Opengl Soccer Ball
Scooter

Hi Folks:

I am back at it again. Has anyone drawn a soccer ball using opengl?
If so, can you offer some help?

Thanks

Edgar Reynaldo

"truncated icosahedron concentric with the sphere"

a little 3d trig should do you nicely. Then split each pentagon into 5 triangles. Then render with or without textures.

EDIT - bump
Note, you can start with a 2D pentagon, and extrapolate that to 3D.

Scooter

Checking in!
I have the white sphere. Now trying to add the pentagons.
Having some trouble, but will keep trying.

Elias

Another very easy way would be to just use a premade 3D model. Of course that takes out all the fun :)

Edgar Reynaldo

https://en.wikipedia.org/wiki/Truncated_icosahedron

The coordinates are given by the permutations of :

Cartesian coordinates for the vertices of a truncated icosahedron centered at the origin are all even permutations of:

    (0, ±1, ±3φ)
    (±1, ±(2 + φ), ±2φ)
    (±φ, ±2, ±φ3)

where φ = 1 + √5/2 is the golden mean. The circumradius is √9φ + 10 ≈ 4.956 and the edges have length 2.[1] 

EDIT
A truncated icosahedron is made of pentagons AND hexagons. Sorry, read that wrong.

EDIT2
You could do a d20 or d100, those are both regular.

Scooter

Yeah, I have seen that. My problem is there is so many numbers involved
I always lose track where I am. I have to take it in very small bites.
It will take time to do this one!

I am doing this with a list using allegro5 and opengl which takes a lot of time.
I should have used an array, but too far into it now to start over. Maybe when I
get all the coordinates I will plug them into the three arrays and see what happens.
Very confusing project. I work awhile and have to stop. Come back later and do some more. I have started over many times. I have the sphere completed. It works fine.
I tried applying a texture, but could not find one that would look right.

Edgar Reynaldo

When you map your sphere texture onto the sphere, it needs to be made of pentagons and hexagons like your polygonal faces.

Johan Halmén

I once created a polyhedron out of an icosahedron. Let's say each vertex of an icosahedron is on the surface of the final sphere. Divide each triangle of the icosahedron into four. You get a new vertex on each middle point of each edge, that is each pair of vertices. Push these new vertices out until they reach the radius of your sphere. Now you have a polyhedron with 80 triangles. Note that they aren't regular anymore. Now you can continue to divide each of the 80 triangles into four by following the same principle. Find middle point of each pair of vertices. Push this middle point to the radius of the sphere. You get 320 triangles, then 1280, then 5120 and so on. How many do you need? You will always have 20 equilateral triangles left. All the other triangles are a bit twisted. The most twisted ones will have angles 72°, 54° and 54°.

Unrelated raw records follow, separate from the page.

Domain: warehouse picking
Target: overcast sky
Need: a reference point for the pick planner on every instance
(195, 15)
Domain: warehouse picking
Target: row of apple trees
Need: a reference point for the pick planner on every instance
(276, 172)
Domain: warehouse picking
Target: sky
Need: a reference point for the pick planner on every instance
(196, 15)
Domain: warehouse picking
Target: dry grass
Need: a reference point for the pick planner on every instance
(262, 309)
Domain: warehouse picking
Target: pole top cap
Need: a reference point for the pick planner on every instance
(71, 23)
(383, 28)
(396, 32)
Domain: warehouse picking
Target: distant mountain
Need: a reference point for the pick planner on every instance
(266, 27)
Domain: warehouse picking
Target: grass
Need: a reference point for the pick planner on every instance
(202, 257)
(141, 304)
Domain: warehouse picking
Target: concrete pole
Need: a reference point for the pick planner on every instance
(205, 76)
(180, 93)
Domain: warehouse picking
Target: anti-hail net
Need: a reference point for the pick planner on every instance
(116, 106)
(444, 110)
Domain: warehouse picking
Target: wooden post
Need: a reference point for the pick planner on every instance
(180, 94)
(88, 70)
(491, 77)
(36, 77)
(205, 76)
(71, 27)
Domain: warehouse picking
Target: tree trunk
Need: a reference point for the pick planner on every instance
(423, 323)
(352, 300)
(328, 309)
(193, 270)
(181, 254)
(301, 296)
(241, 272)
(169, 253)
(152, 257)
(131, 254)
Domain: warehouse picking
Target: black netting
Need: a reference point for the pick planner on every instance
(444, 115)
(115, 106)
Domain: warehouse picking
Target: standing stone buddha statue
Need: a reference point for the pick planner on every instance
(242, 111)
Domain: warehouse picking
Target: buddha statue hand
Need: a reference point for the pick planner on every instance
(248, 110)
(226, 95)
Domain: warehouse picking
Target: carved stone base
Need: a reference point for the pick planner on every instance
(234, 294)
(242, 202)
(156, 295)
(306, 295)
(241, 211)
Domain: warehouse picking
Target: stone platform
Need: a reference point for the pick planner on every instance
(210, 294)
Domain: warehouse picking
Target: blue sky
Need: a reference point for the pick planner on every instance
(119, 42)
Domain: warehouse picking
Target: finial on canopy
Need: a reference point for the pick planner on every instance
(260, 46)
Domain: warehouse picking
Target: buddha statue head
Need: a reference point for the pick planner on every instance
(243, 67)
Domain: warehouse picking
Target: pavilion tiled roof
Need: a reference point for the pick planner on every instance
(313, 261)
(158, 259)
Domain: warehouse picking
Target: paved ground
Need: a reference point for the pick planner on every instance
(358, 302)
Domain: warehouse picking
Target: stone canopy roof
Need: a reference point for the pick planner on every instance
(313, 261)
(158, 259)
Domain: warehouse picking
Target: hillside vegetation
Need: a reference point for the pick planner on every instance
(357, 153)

The advantage of the truncated icosahedron is only in the real world. It is a neat way of making a football. And it has become an icon of a football, and that's probably why it is used in computer graphics, too. But really, an icosahedron is probably a much easier geometrical struct to begin with, if you are going to divide the faces into smaller triangles anyway.